ROMA – Cravatte, stoffe, mascherine e accessori realizzati a mano con macchinari del secolo scorso nel villaggio di Hirokawa, usando il cotone con cui erano realizzati gli abiti di samurai e contadini nel medioevo giapponese. Antico e moderno si uniscono anche nella contemporaneità della pandemia, e le mascherine sono certificate dall’Istituto Nazionale di Analisi Cliniche sui tessuti. Un’iniziativa che inoltre salva piccole aziende artigianali locali a rischio chiusura e antiche tradizioni. Di Santo Corp. presenta il suo nuovo progetto nel settore tessile che coniuga territorio, tradizione e innovazione con lo scopo di valorizzare la tradizione giapponese e riproporla al centro della vita di oggi.

COME NASCE ‘KIMONISSIMO’

Nel villaggio di Hirokawa, in una delle terre meno conosciute del Giappone, unica ancora a conservare antiche tecniche di lavorazione del cotone note come ‘Kurume kasuri‘, con cui erano fabbricati abiti di samurai e contadini nel medioevo giapponese, Di Santo Corp. ha deciso di investire nel recupero di questa tradizione riadattandola alla produzione di accessori di uso quotidiano, ispirandosi all’eccellenza italiana del design. Da qui il brand ‘Kimonissimo’, che presenta cravatte, stoffe, mascherine e accessori realizzati a mano, utilizzando i macchinari impiegati lo scorso secolo, gli ultimi modelli in commercio della Toyota nel 1906 prima che l’azienda puntasse il suo core business sulle automobili.

Questi macchinari, fuori produzione, dei quali la tecnologia di fabbricazione è andata perduta, sono i preferiti dai produttori locali che nei decenni non hanno trovato negli equivalenti moderni le stesse prestazioni.
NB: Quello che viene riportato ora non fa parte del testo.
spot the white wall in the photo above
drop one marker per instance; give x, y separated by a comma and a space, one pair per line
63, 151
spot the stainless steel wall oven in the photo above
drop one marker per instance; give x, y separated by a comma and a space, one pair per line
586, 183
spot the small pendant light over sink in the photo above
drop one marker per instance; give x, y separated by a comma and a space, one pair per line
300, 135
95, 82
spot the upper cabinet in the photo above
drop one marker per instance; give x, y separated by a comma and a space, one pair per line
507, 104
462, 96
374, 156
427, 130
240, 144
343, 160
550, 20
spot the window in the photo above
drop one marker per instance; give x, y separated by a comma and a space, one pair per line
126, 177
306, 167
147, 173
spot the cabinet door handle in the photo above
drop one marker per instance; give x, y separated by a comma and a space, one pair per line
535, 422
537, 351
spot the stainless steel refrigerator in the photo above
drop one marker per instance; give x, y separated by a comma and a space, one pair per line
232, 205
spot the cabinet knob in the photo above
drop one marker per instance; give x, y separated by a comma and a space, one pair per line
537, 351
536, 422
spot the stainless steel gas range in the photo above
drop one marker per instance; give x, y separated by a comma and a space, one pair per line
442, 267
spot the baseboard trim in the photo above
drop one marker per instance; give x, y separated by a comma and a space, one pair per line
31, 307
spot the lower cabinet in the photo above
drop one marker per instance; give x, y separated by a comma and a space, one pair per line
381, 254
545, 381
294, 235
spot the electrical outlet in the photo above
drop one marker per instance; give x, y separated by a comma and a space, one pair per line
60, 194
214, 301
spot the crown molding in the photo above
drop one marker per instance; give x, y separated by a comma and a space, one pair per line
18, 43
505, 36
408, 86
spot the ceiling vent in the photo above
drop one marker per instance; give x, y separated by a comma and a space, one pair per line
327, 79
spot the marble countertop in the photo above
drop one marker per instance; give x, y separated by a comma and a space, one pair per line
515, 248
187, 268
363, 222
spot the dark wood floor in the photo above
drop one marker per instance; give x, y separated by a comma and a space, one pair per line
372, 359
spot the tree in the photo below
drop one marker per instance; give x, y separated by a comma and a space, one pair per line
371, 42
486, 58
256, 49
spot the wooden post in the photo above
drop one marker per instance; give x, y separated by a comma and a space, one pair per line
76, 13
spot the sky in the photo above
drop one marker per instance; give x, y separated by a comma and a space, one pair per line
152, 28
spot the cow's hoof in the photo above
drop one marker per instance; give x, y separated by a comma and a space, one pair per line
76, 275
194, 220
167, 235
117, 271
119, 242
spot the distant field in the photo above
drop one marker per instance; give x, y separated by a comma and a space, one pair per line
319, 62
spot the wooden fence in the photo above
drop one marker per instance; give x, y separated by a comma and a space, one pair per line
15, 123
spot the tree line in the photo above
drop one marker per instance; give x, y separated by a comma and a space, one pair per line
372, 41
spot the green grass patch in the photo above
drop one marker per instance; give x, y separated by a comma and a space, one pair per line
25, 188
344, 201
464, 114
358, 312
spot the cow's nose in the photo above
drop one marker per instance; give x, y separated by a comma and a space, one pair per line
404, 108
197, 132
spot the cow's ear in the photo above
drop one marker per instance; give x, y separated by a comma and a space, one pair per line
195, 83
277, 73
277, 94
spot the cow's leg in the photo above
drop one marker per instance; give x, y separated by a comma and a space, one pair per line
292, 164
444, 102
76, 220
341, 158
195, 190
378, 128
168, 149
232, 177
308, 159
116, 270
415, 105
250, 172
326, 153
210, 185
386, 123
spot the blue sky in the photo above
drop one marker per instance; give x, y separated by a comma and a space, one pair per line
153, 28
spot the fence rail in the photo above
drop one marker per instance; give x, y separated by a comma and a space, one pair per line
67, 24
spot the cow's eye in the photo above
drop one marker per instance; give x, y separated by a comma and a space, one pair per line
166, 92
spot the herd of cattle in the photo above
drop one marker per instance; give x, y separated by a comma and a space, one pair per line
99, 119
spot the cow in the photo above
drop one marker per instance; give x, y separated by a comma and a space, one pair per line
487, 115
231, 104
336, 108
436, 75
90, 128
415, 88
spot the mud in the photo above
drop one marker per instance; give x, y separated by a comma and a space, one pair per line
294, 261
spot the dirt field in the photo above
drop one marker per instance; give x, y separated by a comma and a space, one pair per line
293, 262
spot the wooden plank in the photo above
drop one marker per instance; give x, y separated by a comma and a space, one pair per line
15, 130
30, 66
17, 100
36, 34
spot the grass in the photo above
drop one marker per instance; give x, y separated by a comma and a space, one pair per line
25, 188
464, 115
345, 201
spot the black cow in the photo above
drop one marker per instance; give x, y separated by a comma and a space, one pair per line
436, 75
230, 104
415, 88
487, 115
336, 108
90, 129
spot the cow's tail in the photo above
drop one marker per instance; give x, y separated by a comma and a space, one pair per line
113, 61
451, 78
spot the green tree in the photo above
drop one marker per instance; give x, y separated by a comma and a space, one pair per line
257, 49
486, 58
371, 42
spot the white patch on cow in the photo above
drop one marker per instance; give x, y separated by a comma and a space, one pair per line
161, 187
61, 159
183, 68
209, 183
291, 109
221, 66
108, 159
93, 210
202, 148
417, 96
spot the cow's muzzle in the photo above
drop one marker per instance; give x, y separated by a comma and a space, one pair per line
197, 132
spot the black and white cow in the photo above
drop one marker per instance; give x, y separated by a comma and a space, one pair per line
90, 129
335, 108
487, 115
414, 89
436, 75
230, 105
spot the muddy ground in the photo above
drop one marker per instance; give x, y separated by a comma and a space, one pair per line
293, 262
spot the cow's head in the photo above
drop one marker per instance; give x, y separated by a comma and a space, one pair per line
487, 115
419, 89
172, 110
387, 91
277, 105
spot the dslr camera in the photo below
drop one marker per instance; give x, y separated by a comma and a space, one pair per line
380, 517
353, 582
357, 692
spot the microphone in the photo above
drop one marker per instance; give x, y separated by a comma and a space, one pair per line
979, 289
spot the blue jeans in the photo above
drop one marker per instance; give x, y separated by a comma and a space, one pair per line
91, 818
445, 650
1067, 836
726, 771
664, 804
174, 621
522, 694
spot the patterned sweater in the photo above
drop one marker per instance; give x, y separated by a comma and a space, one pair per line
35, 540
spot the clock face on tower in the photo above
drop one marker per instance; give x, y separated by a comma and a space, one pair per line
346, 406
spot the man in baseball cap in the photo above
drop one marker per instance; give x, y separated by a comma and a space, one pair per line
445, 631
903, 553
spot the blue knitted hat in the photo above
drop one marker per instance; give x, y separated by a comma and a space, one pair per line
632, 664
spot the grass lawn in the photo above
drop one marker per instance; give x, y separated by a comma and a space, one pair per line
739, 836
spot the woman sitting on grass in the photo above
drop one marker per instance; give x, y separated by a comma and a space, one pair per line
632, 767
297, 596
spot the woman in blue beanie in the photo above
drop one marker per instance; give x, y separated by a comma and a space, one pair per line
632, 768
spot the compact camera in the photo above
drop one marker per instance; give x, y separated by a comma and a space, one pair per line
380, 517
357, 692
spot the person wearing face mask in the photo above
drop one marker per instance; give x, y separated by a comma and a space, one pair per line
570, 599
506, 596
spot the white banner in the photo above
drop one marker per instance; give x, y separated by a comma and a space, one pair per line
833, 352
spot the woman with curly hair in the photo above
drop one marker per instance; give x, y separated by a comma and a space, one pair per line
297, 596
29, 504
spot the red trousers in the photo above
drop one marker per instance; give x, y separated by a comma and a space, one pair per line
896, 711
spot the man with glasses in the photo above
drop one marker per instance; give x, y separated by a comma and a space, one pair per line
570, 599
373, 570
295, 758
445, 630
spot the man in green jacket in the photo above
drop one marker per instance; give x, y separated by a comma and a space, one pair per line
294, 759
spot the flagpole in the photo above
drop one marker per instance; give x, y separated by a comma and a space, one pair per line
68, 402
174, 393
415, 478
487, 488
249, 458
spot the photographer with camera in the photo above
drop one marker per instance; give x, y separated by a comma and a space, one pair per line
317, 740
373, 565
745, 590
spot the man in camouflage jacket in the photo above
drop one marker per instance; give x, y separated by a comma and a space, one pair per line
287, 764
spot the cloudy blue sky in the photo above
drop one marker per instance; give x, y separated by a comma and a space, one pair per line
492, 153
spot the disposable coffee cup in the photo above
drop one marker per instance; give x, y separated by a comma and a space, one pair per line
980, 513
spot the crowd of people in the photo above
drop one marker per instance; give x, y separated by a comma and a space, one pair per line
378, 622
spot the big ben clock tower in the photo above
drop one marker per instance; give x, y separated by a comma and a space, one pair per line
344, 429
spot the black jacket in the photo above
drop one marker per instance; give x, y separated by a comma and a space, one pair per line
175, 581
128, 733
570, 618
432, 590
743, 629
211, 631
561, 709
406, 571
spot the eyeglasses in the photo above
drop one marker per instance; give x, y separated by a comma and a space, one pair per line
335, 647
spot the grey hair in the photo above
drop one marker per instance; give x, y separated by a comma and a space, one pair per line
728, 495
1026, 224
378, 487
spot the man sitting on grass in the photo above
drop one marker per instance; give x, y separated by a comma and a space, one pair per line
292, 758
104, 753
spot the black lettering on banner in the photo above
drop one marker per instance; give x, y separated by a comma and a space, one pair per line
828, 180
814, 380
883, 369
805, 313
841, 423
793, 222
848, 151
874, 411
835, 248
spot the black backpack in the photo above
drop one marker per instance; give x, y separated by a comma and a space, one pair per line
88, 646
Le mascherine sono il simbolo dell’unione tra tradizione e innovazione: il tessuto esterno è il cotone Kurume Kasuri, mentre quello interno è una variante di cotone detto ‘Nonshu’, antibatterico e antivirale, certificato dall’Istituto Nazionale di Analisi Cliniche su tessuti del Giappone.

La linea del brand ‘Kimonissimo’ è progettata, disegnata e prodotta in provincia di Fukuoka utilizzando solamente materiali locali. Il progetto assorbe da solo gran parte dell’indotto locale composto da aziende produttrici delle stoffe e artigiani esperti nella cucitura per un totale di oltre 50 persone.